Ohne das zu kommentieren zückt Jolene ihr Handy, drückt darin herum und hält es sich ans Ohr.
»Wir konkretisieren unseren Ablauf«, spricht sie in den Hörer. »Erstelle für jedes Sub- und Tochterunternehmen von BNS eine Marktanalyse. Kennzeichne alle, die in den letzten Wochen eine Marktsteigerung und erhöhte Nachfrage an Aktien hatten. Finde heraus, wer Interesse bekundet hat und in welcher Höhe; solange werden keine Aktien mehr gehandelt. Und bleibe für deine Kunden wach. Halte ihre Transaktionen im Auge und melde mir Auffälligkeiten insbesondere bei Zahlungseingängen.« Nach ihrer deutlichen Ansage schweigt sie kurz, ehe sie weiter redet. Dem Thema nach, hat sie gerade Morgan am Telefon, die anscheinend auch Doppelschichten schiebt, um die Marktlage im Auge zu behalten und deshalb für Amber schwer zu greifen ist.

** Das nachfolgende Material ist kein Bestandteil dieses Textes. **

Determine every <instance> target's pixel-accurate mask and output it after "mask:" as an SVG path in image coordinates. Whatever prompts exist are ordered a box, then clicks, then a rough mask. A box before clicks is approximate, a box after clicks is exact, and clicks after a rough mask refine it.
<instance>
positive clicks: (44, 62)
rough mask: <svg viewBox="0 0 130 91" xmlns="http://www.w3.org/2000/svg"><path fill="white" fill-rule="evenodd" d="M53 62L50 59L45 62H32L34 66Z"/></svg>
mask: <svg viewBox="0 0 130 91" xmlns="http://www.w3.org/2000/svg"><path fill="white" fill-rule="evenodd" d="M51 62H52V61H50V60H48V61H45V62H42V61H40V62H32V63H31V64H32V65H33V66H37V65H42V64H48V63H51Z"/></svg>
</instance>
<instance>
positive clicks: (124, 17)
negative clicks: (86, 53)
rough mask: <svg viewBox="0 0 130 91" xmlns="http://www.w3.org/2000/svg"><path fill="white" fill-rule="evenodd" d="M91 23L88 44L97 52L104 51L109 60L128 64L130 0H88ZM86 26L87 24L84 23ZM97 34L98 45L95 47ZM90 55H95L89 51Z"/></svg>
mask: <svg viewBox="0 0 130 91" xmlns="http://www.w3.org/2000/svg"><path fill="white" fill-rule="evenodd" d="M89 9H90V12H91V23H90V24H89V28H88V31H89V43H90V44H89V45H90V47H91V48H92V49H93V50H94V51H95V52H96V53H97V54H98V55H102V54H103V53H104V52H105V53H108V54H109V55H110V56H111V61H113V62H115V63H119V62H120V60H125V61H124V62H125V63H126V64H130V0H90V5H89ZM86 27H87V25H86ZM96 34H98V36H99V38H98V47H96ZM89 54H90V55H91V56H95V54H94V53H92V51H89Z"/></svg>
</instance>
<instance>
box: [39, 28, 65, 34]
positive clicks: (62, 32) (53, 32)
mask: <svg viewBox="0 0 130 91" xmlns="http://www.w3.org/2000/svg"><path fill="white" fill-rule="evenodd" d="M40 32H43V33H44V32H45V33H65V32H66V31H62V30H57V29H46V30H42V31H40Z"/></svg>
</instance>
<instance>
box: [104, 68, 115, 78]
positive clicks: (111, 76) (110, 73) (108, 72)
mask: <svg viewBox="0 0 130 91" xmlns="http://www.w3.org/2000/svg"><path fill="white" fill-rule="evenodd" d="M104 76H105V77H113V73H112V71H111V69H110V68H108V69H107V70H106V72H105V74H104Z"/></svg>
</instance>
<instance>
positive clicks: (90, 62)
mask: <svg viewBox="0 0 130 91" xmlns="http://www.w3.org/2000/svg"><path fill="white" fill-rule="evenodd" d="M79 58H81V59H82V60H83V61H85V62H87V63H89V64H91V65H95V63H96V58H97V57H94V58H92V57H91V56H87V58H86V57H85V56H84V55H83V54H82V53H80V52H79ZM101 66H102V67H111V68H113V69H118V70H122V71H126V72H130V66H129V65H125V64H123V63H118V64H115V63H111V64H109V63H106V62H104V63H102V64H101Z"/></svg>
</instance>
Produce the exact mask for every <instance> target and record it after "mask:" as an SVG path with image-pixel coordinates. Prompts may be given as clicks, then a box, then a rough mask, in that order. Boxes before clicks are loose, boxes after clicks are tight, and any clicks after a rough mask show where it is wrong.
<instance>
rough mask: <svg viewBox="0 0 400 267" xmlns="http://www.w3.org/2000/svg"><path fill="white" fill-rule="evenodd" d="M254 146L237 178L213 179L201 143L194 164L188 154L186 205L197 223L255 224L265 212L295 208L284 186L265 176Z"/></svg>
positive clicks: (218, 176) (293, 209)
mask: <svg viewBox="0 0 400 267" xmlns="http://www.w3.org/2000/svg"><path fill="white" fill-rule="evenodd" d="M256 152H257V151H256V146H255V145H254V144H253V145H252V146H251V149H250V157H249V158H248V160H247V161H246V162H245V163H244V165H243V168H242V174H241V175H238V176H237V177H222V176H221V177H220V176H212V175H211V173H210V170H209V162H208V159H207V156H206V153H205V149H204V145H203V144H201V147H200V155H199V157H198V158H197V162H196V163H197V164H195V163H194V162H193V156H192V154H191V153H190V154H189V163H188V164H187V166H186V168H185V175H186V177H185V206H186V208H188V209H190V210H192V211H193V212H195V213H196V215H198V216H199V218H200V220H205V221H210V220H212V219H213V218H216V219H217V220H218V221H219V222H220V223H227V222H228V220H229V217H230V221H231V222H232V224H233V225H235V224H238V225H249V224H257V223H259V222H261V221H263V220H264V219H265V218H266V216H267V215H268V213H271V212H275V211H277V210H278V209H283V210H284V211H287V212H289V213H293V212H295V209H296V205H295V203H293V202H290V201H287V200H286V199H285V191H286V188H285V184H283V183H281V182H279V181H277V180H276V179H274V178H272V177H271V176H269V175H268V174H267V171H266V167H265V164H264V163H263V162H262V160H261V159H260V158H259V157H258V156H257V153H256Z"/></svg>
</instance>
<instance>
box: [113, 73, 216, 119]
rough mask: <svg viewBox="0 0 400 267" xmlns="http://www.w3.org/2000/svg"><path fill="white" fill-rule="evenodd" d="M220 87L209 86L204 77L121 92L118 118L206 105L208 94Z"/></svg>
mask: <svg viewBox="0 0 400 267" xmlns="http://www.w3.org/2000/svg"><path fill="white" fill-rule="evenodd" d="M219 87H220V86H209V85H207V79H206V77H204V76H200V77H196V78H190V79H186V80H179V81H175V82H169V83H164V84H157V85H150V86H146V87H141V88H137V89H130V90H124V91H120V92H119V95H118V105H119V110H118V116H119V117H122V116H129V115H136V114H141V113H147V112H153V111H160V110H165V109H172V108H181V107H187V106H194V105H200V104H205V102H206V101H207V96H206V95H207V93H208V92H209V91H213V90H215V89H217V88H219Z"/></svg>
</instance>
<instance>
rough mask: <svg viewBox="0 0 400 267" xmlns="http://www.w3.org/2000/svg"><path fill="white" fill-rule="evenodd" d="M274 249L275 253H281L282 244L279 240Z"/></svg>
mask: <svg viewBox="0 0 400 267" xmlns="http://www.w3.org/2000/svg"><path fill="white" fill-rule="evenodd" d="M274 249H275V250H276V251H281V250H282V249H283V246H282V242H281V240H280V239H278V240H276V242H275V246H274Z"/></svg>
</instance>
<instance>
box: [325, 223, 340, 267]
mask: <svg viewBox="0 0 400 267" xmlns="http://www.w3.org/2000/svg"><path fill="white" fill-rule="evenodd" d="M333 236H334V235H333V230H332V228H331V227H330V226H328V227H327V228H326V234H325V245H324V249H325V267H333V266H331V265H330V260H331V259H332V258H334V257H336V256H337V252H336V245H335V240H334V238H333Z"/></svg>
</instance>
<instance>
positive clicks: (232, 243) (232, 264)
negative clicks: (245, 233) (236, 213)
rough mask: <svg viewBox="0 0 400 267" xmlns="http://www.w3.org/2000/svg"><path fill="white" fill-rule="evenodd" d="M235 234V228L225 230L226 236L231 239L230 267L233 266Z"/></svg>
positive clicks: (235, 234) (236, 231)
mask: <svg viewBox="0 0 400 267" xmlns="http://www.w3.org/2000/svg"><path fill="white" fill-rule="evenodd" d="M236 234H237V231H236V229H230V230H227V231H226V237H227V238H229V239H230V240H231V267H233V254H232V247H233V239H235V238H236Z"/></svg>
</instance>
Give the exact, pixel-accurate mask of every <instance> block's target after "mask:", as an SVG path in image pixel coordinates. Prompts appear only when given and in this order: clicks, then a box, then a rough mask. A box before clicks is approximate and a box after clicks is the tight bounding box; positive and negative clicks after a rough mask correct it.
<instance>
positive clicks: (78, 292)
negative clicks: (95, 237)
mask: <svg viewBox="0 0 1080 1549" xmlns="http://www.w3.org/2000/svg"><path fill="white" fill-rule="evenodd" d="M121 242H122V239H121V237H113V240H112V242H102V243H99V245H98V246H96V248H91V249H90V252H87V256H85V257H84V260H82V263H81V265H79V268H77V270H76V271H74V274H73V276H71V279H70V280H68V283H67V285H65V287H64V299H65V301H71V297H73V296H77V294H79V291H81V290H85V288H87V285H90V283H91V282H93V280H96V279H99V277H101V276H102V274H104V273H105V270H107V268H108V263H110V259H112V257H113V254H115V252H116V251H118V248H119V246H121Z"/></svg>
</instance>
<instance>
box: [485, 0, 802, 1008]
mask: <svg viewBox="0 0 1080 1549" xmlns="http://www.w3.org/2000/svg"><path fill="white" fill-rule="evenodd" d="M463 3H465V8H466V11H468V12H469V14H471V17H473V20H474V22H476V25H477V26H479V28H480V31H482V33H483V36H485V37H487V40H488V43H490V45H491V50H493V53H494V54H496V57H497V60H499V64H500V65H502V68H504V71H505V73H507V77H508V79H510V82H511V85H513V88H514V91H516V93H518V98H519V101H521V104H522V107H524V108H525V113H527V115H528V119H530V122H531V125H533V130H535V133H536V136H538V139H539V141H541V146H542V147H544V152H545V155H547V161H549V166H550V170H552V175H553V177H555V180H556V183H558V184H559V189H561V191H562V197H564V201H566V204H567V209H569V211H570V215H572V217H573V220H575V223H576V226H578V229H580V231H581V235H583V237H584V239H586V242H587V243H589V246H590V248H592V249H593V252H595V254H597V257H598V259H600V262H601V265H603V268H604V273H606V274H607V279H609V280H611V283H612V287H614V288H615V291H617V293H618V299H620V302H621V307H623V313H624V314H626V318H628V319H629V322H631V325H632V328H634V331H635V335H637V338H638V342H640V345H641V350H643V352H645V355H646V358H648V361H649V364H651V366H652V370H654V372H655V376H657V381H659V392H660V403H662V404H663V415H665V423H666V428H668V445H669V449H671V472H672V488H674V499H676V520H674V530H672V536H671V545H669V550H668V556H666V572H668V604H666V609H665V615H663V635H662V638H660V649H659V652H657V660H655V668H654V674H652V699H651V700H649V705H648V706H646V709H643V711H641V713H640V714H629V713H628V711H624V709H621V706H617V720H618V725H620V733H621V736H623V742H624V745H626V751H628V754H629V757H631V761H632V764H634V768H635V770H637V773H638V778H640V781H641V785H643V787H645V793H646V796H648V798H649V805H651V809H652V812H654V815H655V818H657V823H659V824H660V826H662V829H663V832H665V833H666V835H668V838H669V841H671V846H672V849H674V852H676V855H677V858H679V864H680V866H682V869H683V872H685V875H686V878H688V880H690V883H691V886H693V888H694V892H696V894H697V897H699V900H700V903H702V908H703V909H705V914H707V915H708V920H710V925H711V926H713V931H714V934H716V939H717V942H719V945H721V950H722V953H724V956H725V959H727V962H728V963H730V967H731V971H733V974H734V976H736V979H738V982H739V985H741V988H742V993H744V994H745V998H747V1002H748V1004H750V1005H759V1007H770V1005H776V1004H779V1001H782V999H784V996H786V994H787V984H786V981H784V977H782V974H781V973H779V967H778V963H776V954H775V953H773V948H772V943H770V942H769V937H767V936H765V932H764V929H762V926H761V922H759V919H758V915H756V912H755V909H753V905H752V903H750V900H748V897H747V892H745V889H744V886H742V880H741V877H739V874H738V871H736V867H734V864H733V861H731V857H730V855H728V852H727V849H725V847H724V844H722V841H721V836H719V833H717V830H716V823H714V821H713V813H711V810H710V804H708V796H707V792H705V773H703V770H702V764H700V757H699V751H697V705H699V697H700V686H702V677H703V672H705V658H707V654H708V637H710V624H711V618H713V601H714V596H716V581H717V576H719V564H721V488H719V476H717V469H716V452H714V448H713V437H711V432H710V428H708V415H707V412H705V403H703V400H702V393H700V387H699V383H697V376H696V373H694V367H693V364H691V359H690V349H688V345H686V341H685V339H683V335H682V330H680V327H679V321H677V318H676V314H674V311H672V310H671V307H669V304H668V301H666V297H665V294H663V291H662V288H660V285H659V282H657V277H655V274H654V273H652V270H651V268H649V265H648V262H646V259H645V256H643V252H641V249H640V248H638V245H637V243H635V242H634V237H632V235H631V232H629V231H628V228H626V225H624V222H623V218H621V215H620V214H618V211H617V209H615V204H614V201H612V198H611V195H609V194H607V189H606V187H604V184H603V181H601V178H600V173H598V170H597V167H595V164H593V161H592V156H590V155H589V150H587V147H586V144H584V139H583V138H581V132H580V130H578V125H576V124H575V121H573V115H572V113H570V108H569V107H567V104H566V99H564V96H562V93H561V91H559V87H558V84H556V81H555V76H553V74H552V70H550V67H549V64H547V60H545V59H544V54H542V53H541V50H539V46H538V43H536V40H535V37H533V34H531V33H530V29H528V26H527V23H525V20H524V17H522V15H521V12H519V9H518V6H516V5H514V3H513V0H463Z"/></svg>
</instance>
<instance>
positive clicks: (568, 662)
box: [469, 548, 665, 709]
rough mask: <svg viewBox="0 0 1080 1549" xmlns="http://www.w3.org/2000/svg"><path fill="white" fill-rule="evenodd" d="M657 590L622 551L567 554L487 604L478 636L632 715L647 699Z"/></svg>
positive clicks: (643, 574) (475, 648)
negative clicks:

»Ja, das traue ich Bilson zu«, antwortet Jolene auf eine Frage und nimmt einen tiefen Atemzug. »Gut«, spricht sie wieder. »Eins noch: Morgen nimmst du dir ein paar Stunden Zeit für deine Frau.« Dann legt sie auf und sieht Amber mit einem ernsten Ausdruck an, während sie die Haustür öffnet und ihr bedeutet, unser Haus zu verlassen.
Mit einem Grinsen steht Amber auf, verabschiedet sich von mir und geht auf Jolene zu. »Gern geschehen und danke«, spricht sie, als sie an Jolene vorbeigeht.
Jolene nimmt erneut einen tiefen Atemzug und sieht mich an. »Ich bin müde.«
Darauf muss ich dann doch schmunzeln und folge ihrer versteckten Forderung, jetzt mit ihr nach oben zu gehen.